In the connected world of today and as the industry moves towards a cloud-based content distribution model, new or enhanced tools that can streamline the broadcast workflow will be in high demand. With an eye on 2019, IHSE has developed a “True KVM” that enables operators to access the computer-based systems they rely on, in real time, with absolutely no loss of image quality and totally without failure! Josephine Tan contacted Michael Spatny, head of sales and marketing for IHSE, to find out more …
“We expect to see significant and continued growth in the broadcast and media markets. KVM switches are an essential part of every broadcast workflow, and are increasingly being introduced into post-production and media creation studios.
“Also, there is a growing need to be able to access real and virtual devices in the same manner — whether they are local, remote or virtual. KVM switches and extenders allow this,” said Michael Spatny.
“Our strategy is to create products that help and secure the broadcast sector — summed up by our philosophy of creating tools that streamline and protect the broadcast workflow,” he said, adding that an essential element is IHSE’s commitment to the broadcast sector — both at the user level and with collaborative partners.
“We will continue to place a high level of emphasis on delivering practical solutions to customers and responding to their needs. Equally important, we will continue to work closely with other industry vendors, like EVS, Avid, Calrec, Vizrt, and others, to ensure our systems are compatible with theirs, making it simpler for integrators and end-users to deploy fully operational broadcast system solutions.”
Keyboard, video and mouse (KVM) extenders and switches are now commonly included in large, complex broadcast installations, but they must comply with certain fundamental requirements; in addition, systems are becoming more complex and sophisticated, particularly as the broadcast workflow moves towards a network-centric model.
Operators working in a broadcast facility need to be able to access a wide variety of devices — some of which will be local, some may be remote, and others will only exist in a virtual domain in the cloud.
“Any corruption or interruption to that signal flow can be highly detrimental to the business operation, and in some cases, has catastrophic consequences,” warned Spatny, saying that every device inserted into that signal chain must be highly reliable and backed up by redundant components as well as individual components must be configured so that operation can continue, or at least revert to a safe state, should a system failure occur.
“True KVM” refers to the total solution that needs to be provided by a KVM system to encompass the following critical factors:
The image presented to the user must be accurate, without any artefacts or degradation, and there should be no delay.

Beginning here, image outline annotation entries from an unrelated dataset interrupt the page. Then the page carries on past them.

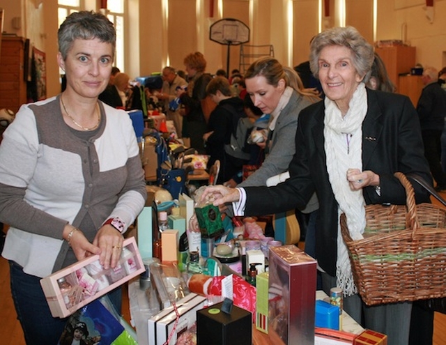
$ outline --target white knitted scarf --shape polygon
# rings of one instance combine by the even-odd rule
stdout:
[[[347,247],[342,239],[339,216],[345,213],[350,234],[353,240],[362,238],[365,228],[364,201],[361,190],[350,189],[346,174],[348,169],[362,171],[362,121],[367,112],[367,93],[360,83],[350,100],[349,108],[343,117],[336,103],[325,98],[325,149],[327,155],[328,178],[338,203],[337,287],[344,296],[357,293],[350,265]]]

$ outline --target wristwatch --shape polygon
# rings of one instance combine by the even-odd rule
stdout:
[[[121,233],[124,232],[124,230],[125,229],[125,222],[118,217],[115,217],[114,218],[109,218],[104,222],[102,226],[107,225],[108,224],[112,225]]]

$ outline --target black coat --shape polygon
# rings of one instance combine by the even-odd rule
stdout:
[[[393,176],[397,171],[417,173],[431,183],[424,158],[417,112],[401,95],[367,90],[368,110],[362,123],[362,169],[380,176],[379,197],[366,187],[367,204],[406,204],[406,193]],[[289,165],[291,177],[276,187],[246,187],[246,215],[271,214],[304,207],[316,191],[319,200],[316,221],[316,258],[319,266],[336,275],[338,205],[328,179],[324,150],[323,101],[303,109],[295,137],[296,153]],[[429,196],[414,185],[417,202]],[[268,202],[267,202],[268,201]]]

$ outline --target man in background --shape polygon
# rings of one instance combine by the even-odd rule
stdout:
[[[183,130],[183,116],[180,114],[180,107],[171,107],[169,103],[177,98],[176,88],[185,89],[187,86],[187,82],[176,74],[175,68],[170,66],[162,69],[162,77],[163,80],[162,91],[156,93],[155,95],[164,102],[166,118],[174,121],[176,135],[178,138],[180,138]]]
[[[418,100],[417,112],[423,137],[424,155],[437,183],[436,190],[446,190],[446,174],[440,162],[440,138],[446,115],[446,93],[438,84],[438,71],[433,67],[424,68],[422,80],[424,87]]]

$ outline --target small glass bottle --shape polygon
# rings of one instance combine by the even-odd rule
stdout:
[[[58,279],[57,284],[59,285],[59,288],[61,289],[61,293],[62,294],[63,302],[65,302],[65,305],[67,308],[70,308],[72,307],[70,298],[71,290],[72,289],[71,284],[67,282],[65,277]]]
[[[342,289],[334,287],[330,290],[330,304],[339,307],[339,330],[342,330]]]
[[[186,271],[191,275],[203,273],[203,267],[200,265],[200,256],[198,252],[190,252]]]
[[[121,257],[124,261],[123,266],[128,275],[138,270],[137,263],[133,257],[133,253],[127,247],[123,248]]]
[[[258,265],[258,263],[252,263],[249,264],[249,270],[248,270],[248,276],[246,279],[246,281],[253,286],[256,286],[256,278],[257,277],[257,268],[256,268],[256,265]]]

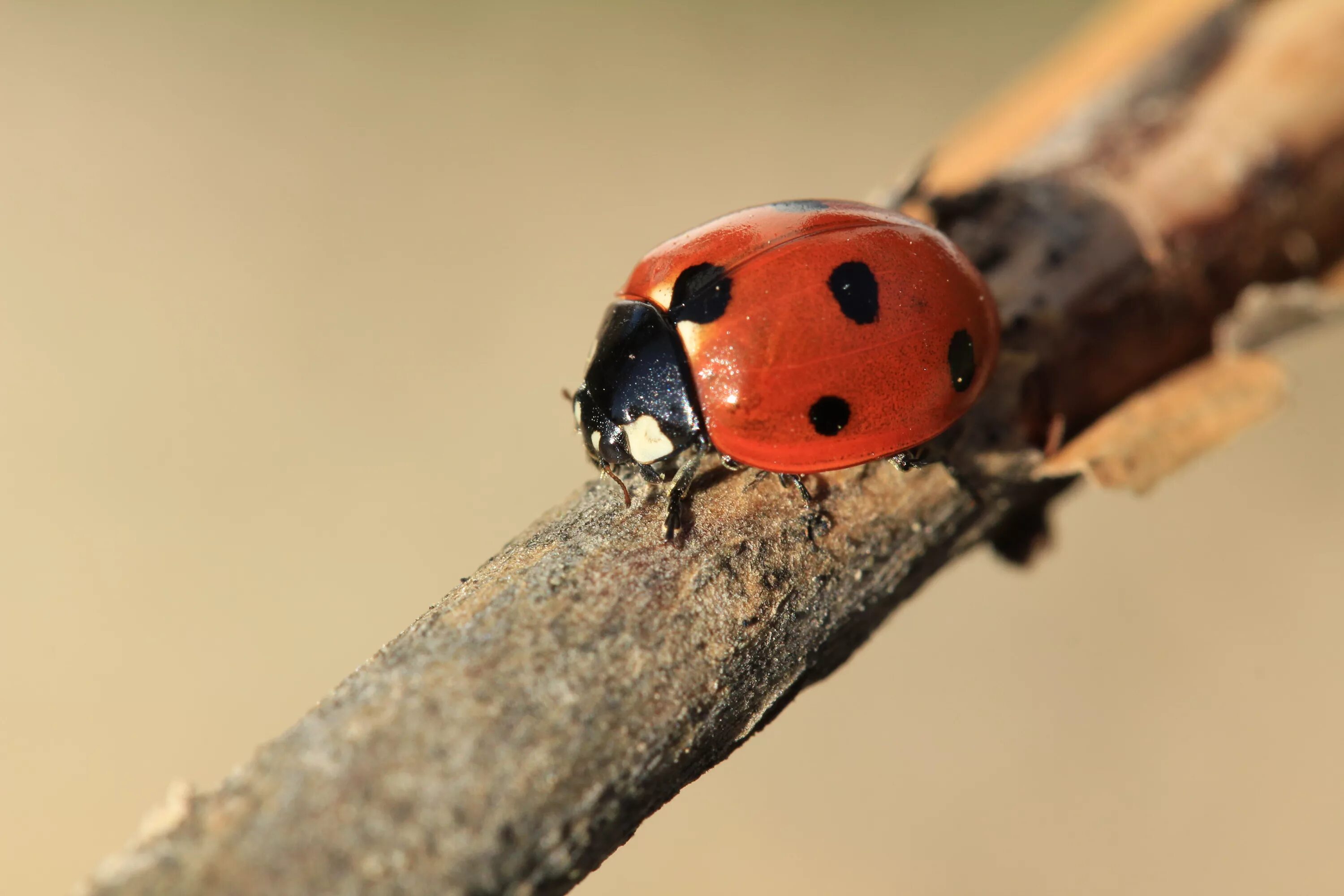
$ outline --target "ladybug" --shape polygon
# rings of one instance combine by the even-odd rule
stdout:
[[[724,215],[645,255],[606,309],[574,420],[589,457],[668,489],[706,451],[801,476],[907,451],[976,400],[999,353],[984,279],[934,227],[851,201]]]

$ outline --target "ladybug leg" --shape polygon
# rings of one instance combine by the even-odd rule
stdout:
[[[786,489],[789,488],[798,489],[798,494],[802,496],[802,500],[806,504],[812,504],[812,493],[808,492],[808,486],[802,484],[802,477],[798,476],[797,473],[781,473],[780,485],[782,485]]]
[[[929,449],[923,445],[917,445],[915,447],[906,449],[905,451],[896,451],[887,459],[891,461],[891,465],[898,470],[913,470],[919,466],[929,466],[934,461],[931,451],[929,451]]]
[[[598,469],[602,470],[602,476],[616,482],[616,488],[621,489],[621,497],[625,498],[625,506],[630,506],[630,489],[625,488],[625,482],[621,481],[621,477],[618,477],[609,466],[599,466]]]
[[[668,541],[681,528],[681,502],[685,501],[685,496],[691,492],[691,480],[695,478],[695,470],[700,466],[703,455],[703,446],[696,445],[691,449],[691,453],[681,461],[681,466],[677,467],[676,476],[672,477],[672,485],[668,486],[668,519],[667,527],[663,529],[663,537]]]

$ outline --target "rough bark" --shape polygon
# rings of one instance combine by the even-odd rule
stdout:
[[[1047,442],[1208,353],[1246,286],[1344,253],[1340,46],[1337,0],[1232,3],[933,197],[1004,320],[950,467],[809,477],[804,509],[711,463],[676,545],[645,486],[626,510],[590,482],[87,889],[569,889],[954,556],[1027,556],[1068,482],[1034,477]]]

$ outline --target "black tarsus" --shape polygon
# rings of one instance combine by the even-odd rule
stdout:
[[[929,451],[927,447],[925,447],[923,445],[917,445],[913,449],[906,449],[905,451],[896,451],[887,459],[898,470],[914,470],[917,467],[929,466],[930,463],[933,463],[934,458],[930,457],[930,454],[931,453]]]
[[[685,459],[681,461],[681,466],[677,467],[676,476],[672,477],[672,485],[668,486],[668,516],[663,529],[663,537],[668,541],[672,541],[677,531],[681,529],[681,504],[691,492],[691,480],[695,478],[695,470],[700,466],[702,457],[704,457],[704,446],[692,447]]]
[[[781,473],[780,485],[786,489],[798,489],[798,494],[808,504],[812,504],[812,492],[808,492],[808,486],[802,484],[802,477],[797,473]]]
[[[618,477],[609,466],[599,466],[598,469],[602,470],[602,476],[616,482],[617,488],[621,489],[621,497],[625,498],[625,506],[630,506],[630,489],[625,488],[625,482],[621,481],[621,477]]]

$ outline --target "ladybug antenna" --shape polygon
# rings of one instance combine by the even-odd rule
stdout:
[[[630,489],[625,488],[625,482],[621,481],[621,477],[613,473],[612,467],[609,466],[603,466],[601,469],[602,469],[602,476],[616,482],[617,488],[621,489],[621,497],[625,498],[625,506],[630,506]]]

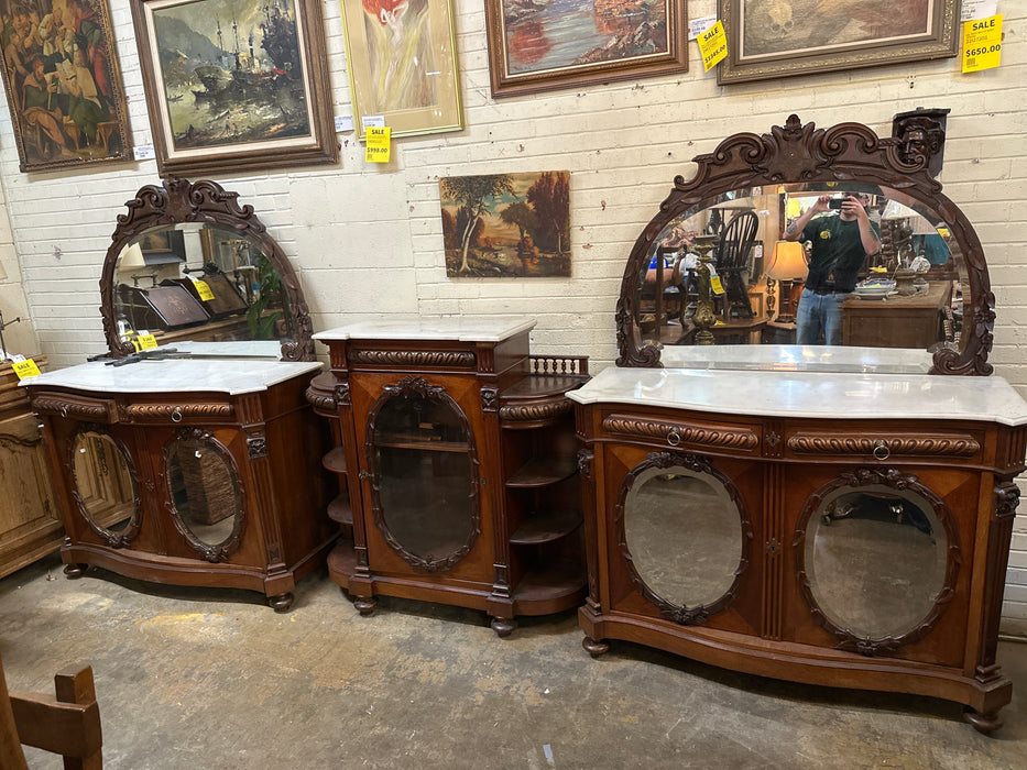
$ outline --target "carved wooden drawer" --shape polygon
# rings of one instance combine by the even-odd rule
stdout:
[[[234,416],[229,402],[161,402],[159,404],[132,403],[121,408],[125,421],[138,424],[210,422],[227,420]]]
[[[753,455],[760,454],[763,432],[758,425],[747,426],[619,413],[603,417],[602,430],[610,438],[643,440],[679,451],[730,451],[736,454]]]
[[[798,429],[785,441],[786,452],[794,458],[851,458],[853,460],[958,460],[981,459],[982,440],[971,430],[937,432],[865,429],[861,432]]]
[[[40,393],[32,399],[37,415],[58,415],[89,422],[118,422],[118,403],[112,398],[89,398],[67,393]]]

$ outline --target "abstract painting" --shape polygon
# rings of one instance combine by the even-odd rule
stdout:
[[[0,0],[21,170],[131,160],[107,0]]]
[[[955,55],[958,0],[720,0],[728,58],[741,82]]]
[[[570,275],[570,172],[439,179],[446,275]]]
[[[685,0],[485,0],[492,95],[688,69]]]
[[[340,0],[353,123],[393,136],[463,128],[451,0]]]
[[[334,162],[312,0],[132,0],[162,173]]]

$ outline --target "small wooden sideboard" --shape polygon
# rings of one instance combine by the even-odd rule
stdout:
[[[517,615],[580,605],[573,405],[587,360],[533,356],[533,320],[420,319],[320,332],[330,372],[307,398],[337,446],[328,559],[362,614],[376,594]]]
[[[0,365],[0,578],[53,553],[64,538],[39,422],[11,364]]]
[[[337,536],[318,468],[327,431],[304,397],[320,369],[97,361],[23,381],[43,424],[68,576],[97,565],[247,588],[287,610]]]
[[[1005,381],[608,369],[568,396],[587,444],[589,652],[626,639],[1001,724],[1027,444]]]

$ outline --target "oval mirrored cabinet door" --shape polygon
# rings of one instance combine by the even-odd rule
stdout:
[[[624,556],[665,615],[699,623],[734,594],[747,562],[747,518],[733,484],[709,465],[656,462],[635,469],[622,496]]]
[[[922,636],[954,586],[951,519],[933,493],[907,482],[911,488],[844,484],[823,495],[807,512],[797,551],[807,602],[864,653]]]
[[[201,430],[183,430],[165,451],[172,520],[208,561],[220,561],[242,538],[242,486],[228,450]]]
[[[470,426],[445,388],[420,377],[384,391],[368,422],[375,524],[413,566],[449,569],[480,532]]]
[[[140,508],[129,453],[109,433],[87,429],[72,442],[72,495],[83,518],[119,548],[139,532]]]

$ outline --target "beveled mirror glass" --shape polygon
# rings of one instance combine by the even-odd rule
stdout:
[[[714,272],[714,344],[794,344],[805,271],[801,257],[797,270],[776,246],[818,195],[860,193],[870,196],[882,249],[844,302],[842,344],[916,350],[933,373],[988,374],[994,297],[983,250],[928,160],[902,138],[881,139],[859,123],[817,129],[796,116],[697,156],[695,177],[675,179],[632,250],[618,302],[618,364],[658,366],[664,346],[696,343],[703,255]],[[728,239],[741,244],[732,254],[722,233],[744,218],[755,231]]]
[[[182,431],[165,448],[164,464],[179,531],[205,552],[227,554],[241,534],[243,516],[241,486],[228,451],[201,431]]]
[[[313,361],[310,319],[292,265],[237,194],[171,177],[148,185],[118,217],[100,296],[116,358],[140,332],[161,345],[273,340]]]
[[[128,452],[109,433],[92,429],[77,432],[70,449],[72,495],[79,512],[109,544],[127,544],[141,516]]]
[[[423,570],[449,569],[480,532],[478,459],[460,407],[439,386],[386,386],[368,420],[374,521]]]
[[[806,578],[837,628],[861,639],[902,638],[938,603],[948,549],[933,506],[916,492],[843,486],[807,522]]]
[[[638,474],[624,501],[624,543],[638,579],[678,607],[712,605],[743,554],[738,505],[718,479],[680,465]]]

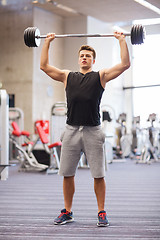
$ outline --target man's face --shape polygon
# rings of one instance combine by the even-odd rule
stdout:
[[[91,68],[94,63],[95,59],[93,59],[93,53],[91,51],[80,51],[78,59],[78,64],[80,68]]]

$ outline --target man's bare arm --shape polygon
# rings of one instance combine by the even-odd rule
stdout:
[[[109,69],[100,70],[100,79],[103,87],[105,87],[105,84],[107,82],[117,78],[120,74],[122,74],[126,69],[130,67],[129,52],[125,36],[119,32],[115,32],[114,35],[119,40],[121,62]]]
[[[67,76],[69,74],[69,70],[61,70],[49,64],[49,47],[50,42],[55,38],[54,33],[47,34],[45,42],[42,47],[41,52],[41,62],[40,69],[44,71],[48,76],[56,81],[63,82],[66,86]]]

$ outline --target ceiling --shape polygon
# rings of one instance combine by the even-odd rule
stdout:
[[[160,18],[160,15],[134,0],[0,0],[0,13],[28,10],[33,6],[43,8],[63,17],[86,15],[108,23],[127,23],[137,19]],[[160,8],[160,0],[147,0]],[[55,3],[56,2],[56,3]],[[5,3],[5,4],[4,4]],[[55,4],[54,4],[55,3]],[[75,12],[68,12],[56,4],[69,7]]]

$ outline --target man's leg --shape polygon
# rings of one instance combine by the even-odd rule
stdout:
[[[104,211],[106,183],[104,178],[94,178],[94,191],[97,198],[98,212]]]
[[[64,206],[68,212],[71,212],[72,209],[74,192],[75,192],[74,176],[64,177],[63,179]]]

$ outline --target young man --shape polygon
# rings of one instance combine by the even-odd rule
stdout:
[[[100,127],[99,106],[107,82],[115,79],[130,67],[129,52],[122,33],[115,32],[119,40],[121,61],[109,69],[92,71],[96,53],[90,46],[79,50],[79,72],[60,70],[49,64],[49,46],[55,34],[49,33],[45,39],[40,68],[48,76],[64,84],[67,96],[67,125],[62,138],[59,174],[63,179],[64,209],[54,220],[54,224],[72,222],[71,212],[75,191],[74,176],[81,152],[85,153],[94,178],[94,190],[98,205],[98,226],[108,226],[105,212],[105,136]]]

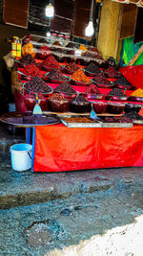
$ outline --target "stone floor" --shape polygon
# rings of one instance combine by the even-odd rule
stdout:
[[[75,250],[143,215],[143,168],[15,172],[7,149],[24,135],[4,132],[9,145],[0,151],[0,256],[111,255]],[[63,254],[71,245],[71,254]]]

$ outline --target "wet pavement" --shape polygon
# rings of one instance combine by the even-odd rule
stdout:
[[[0,159],[0,255],[49,255],[143,214],[143,168],[31,174]]]

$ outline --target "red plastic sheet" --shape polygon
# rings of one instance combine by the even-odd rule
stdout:
[[[119,71],[133,85],[143,89],[143,65],[122,67]]]
[[[143,127],[35,128],[33,172],[143,166]]]

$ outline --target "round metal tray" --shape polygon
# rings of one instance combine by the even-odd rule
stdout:
[[[107,95],[105,97],[106,100],[111,100],[111,101],[121,101],[121,102],[126,102],[128,100],[128,97],[127,96],[123,96],[123,97],[117,97],[117,96],[110,96],[110,95]]]
[[[64,75],[63,75],[64,76]],[[64,76],[67,80],[66,81],[60,81],[60,80],[56,80],[56,79],[51,79],[49,75],[47,76],[47,78],[49,79],[50,81],[53,82],[53,83],[63,83],[63,82],[68,82],[70,81],[70,78]]]

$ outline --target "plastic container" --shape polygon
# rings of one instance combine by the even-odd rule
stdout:
[[[106,112],[108,105],[102,102],[93,103],[93,108],[96,114],[103,114]]]
[[[70,101],[70,110],[74,113],[90,112],[90,103]]]
[[[27,171],[31,168],[31,144],[14,144],[10,147],[11,167],[14,171]]]
[[[125,104],[109,103],[107,111],[112,114],[121,114],[125,108]]]
[[[49,109],[53,112],[66,112],[69,110],[69,101],[48,99]]]
[[[32,111],[33,107],[35,105],[35,98],[31,98],[31,97],[29,97],[29,95],[27,95],[24,97],[24,101],[25,101],[27,110]],[[39,98],[38,104],[39,104],[42,111],[47,111],[49,109],[47,98]]]

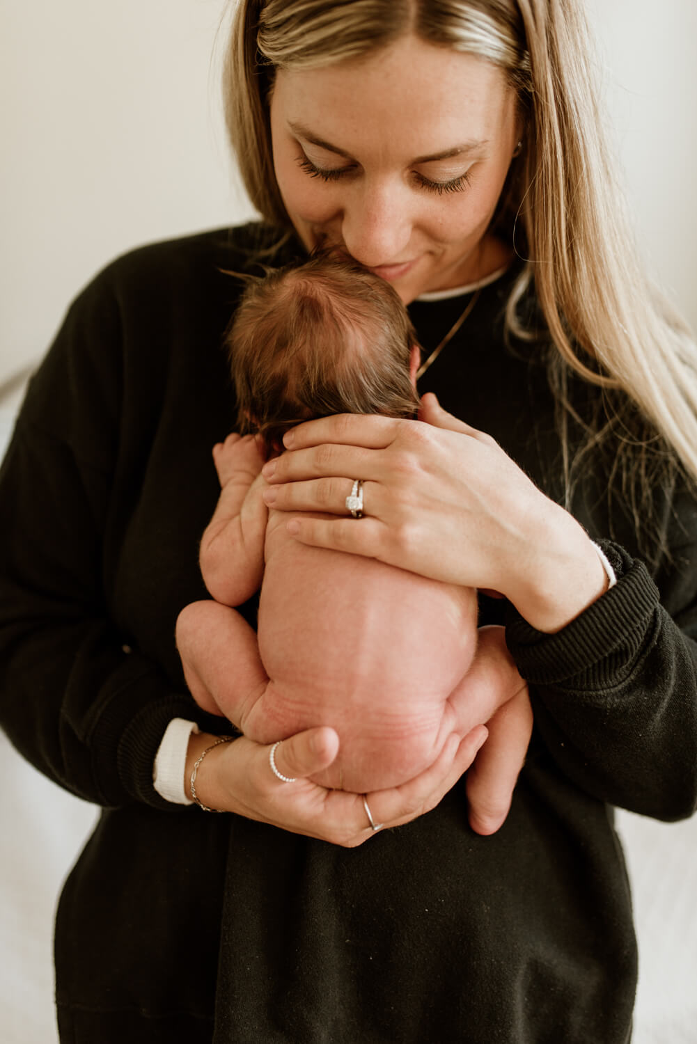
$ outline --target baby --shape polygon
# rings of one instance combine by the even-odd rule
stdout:
[[[288,515],[264,504],[260,469],[282,452],[283,432],[309,418],[415,416],[419,349],[409,315],[384,280],[319,256],[252,282],[229,341],[239,426],[257,434],[231,434],[213,449],[222,492],[201,568],[216,600],[179,617],[187,684],[201,707],[260,743],[335,729],[336,760],[312,777],[323,786],[397,786],[522,682],[501,648],[478,657],[468,678],[473,589],[300,544],[286,532]],[[255,634],[231,607],[259,588]]]

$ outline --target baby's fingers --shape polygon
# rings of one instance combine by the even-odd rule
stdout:
[[[467,772],[487,736],[484,726],[477,726],[464,739],[452,735],[424,773],[392,790],[368,794],[375,822],[398,827],[429,812]]]
[[[489,738],[467,774],[469,825],[478,834],[493,834],[505,822],[526,760],[532,727],[527,688],[504,704],[487,722]]]

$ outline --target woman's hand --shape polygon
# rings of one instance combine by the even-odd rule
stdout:
[[[375,824],[398,827],[435,808],[467,770],[487,735],[487,730],[478,726],[462,740],[450,736],[426,772],[399,787],[368,793]],[[204,733],[191,736],[186,764],[187,793],[194,762],[215,738]],[[283,776],[295,777],[294,783],[284,783],[274,775],[270,750],[246,736],[213,748],[196,774],[200,801],[209,808],[236,812],[345,848],[354,848],[373,836],[363,794],[327,790],[307,779],[336,757],[339,737],[333,729],[309,729],[277,748],[276,766]]]
[[[423,397],[419,416],[340,414],[299,425],[284,436],[288,452],[264,466],[265,502],[338,516],[292,519],[288,531],[305,544],[498,591],[533,626],[560,630],[606,588],[587,535],[489,435],[445,412],[434,395]],[[355,478],[364,480],[359,521],[345,506]]]

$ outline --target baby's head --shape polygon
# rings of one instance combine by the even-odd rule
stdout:
[[[406,309],[389,283],[344,258],[317,255],[251,281],[229,346],[239,428],[272,450],[311,418],[411,418],[419,406]]]

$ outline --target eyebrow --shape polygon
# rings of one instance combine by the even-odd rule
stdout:
[[[339,145],[332,145],[331,142],[325,141],[323,138],[318,138],[317,135],[304,127],[302,123],[297,123],[294,120],[288,120],[288,127],[293,134],[297,135],[298,138],[304,138],[308,141],[310,145],[317,145],[319,148],[324,148],[327,152],[334,152],[336,156],[342,156],[345,160],[352,160],[353,157],[350,152],[345,149],[340,148]],[[488,140],[484,139],[482,141],[465,141],[461,145],[455,145],[452,148],[444,148],[442,152],[433,152],[429,156],[417,156],[416,159],[412,160],[412,163],[436,163],[438,160],[451,160],[456,156],[471,156],[477,152],[481,152],[482,149],[488,145]]]

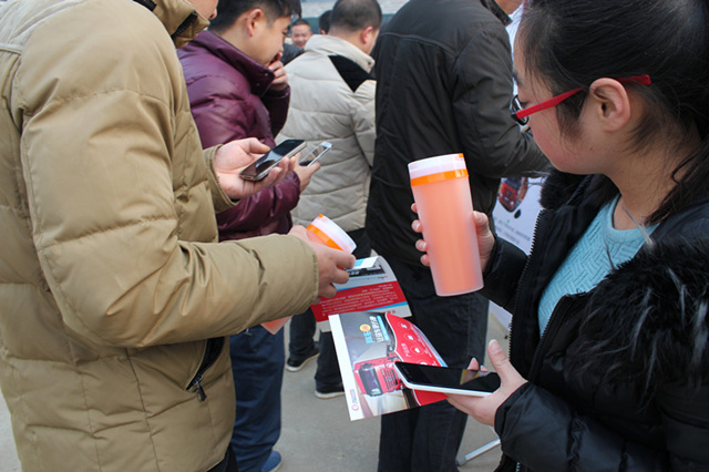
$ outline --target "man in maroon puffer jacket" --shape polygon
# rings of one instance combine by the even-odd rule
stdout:
[[[182,61],[192,113],[203,146],[255,136],[269,146],[288,114],[290,89],[280,57],[299,0],[219,0],[217,18],[186,48]],[[220,239],[287,233],[290,211],[319,164],[297,166],[279,185],[217,215]],[[239,471],[268,471],[280,463],[282,330],[258,326],[232,336],[236,422],[232,447]]]

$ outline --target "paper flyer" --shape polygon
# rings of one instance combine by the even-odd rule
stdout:
[[[378,417],[446,398],[403,387],[393,362],[445,366],[411,321],[390,312],[356,311],[330,316],[350,420]]]
[[[335,297],[323,298],[318,305],[310,306],[321,330],[329,330],[330,315],[379,311],[402,318],[411,316],[397,277],[383,257],[357,259],[348,273],[350,279],[347,284],[336,285],[338,293]]]

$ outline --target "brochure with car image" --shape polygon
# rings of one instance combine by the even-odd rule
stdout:
[[[410,390],[394,362],[445,366],[421,330],[388,310],[330,316],[350,420],[372,418],[444,400],[440,392]]]

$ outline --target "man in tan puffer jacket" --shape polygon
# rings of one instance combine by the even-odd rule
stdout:
[[[263,145],[202,151],[174,47],[215,4],[0,8],[0,388],[24,471],[223,464],[224,336],[332,296],[353,264],[304,228],[216,243],[215,211],[294,163],[254,186],[238,171]]]

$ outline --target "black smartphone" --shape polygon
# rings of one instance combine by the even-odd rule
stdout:
[[[320,144],[318,144],[316,146],[315,150],[312,150],[312,152],[310,154],[308,154],[308,156],[306,158],[300,161],[300,165],[308,166],[308,165],[312,164],[314,162],[317,162],[328,151],[330,151],[331,147],[332,147],[332,143],[329,143],[327,141],[321,142]]]
[[[411,362],[394,362],[394,367],[403,384],[413,390],[484,397],[500,388],[495,372]]]
[[[276,147],[260,156],[251,165],[242,171],[242,178],[246,181],[260,181],[268,175],[284,157],[290,157],[306,146],[304,140],[286,140]]]

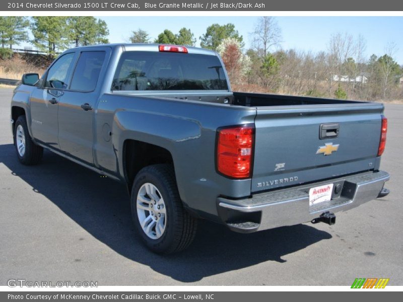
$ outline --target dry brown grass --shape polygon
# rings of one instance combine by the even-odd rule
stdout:
[[[8,88],[9,89],[14,89],[16,86],[12,85],[7,85],[6,84],[0,84],[0,88]]]
[[[44,68],[30,63],[19,54],[9,60],[0,59],[0,78],[20,80],[24,73],[35,72],[41,76],[44,71]]]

This is particularly important in the broadcast industry as it relies on visually and audibly perfect content.
The system must be able to deliver essential commercial services on a 24/7 basis. To ensure this, broadcast chains are heavily backed up with redundant components — and the KVM system must be able to do this too. Draco extenders and switches incorporate extensive backup facilities to meet whatever level of reliability, and redundancy strategy is demanded.
IHSE switches are designed to continue to deliver signals to the user, and respond even if there are failures in the core system. Although the capability to change sources will be lost temporarily, an operator will still be able to access the last-connected device.
Mission-critical control systems and those that carry commercially-sensitive data must be secure from external access by unauthorised agents. Any system that relies on an IP network is likely to have exposed entry points. Draco KVMs are closed and cannot be accessed by remote network devices. In addition, its internal data protocols ensure that all data is encrypted and not readily available externally. Draco KVM switches are protected by SecureCore, which isolates the signals passing through the switch from the outside world, preventing external access and ensuring that sensitive data is kept totally secure.
The control layer for the KVM system should be separated from the route taken by the signals as far as possible to prevent the data network becoming compromised through component failure or cyberattack. IHSE employs an “out-of-band” control topography to achieve this in the Draco tera.
The broadcast industry, like most others, is evolving rapidly and moving to a network-centric, cloud-based, infrastructure. KVM must also evolve, and this is something that we are addressing through the new IP CPU and CON units. These devices allow connection to computers and workstations over IP networks. To the user, real and virtual IP-connected devices appear just like any other device on their workstations.
“True KVM” is an IHSE strategy to capture the growth in broadcast and media sectors in 2019 and beyond.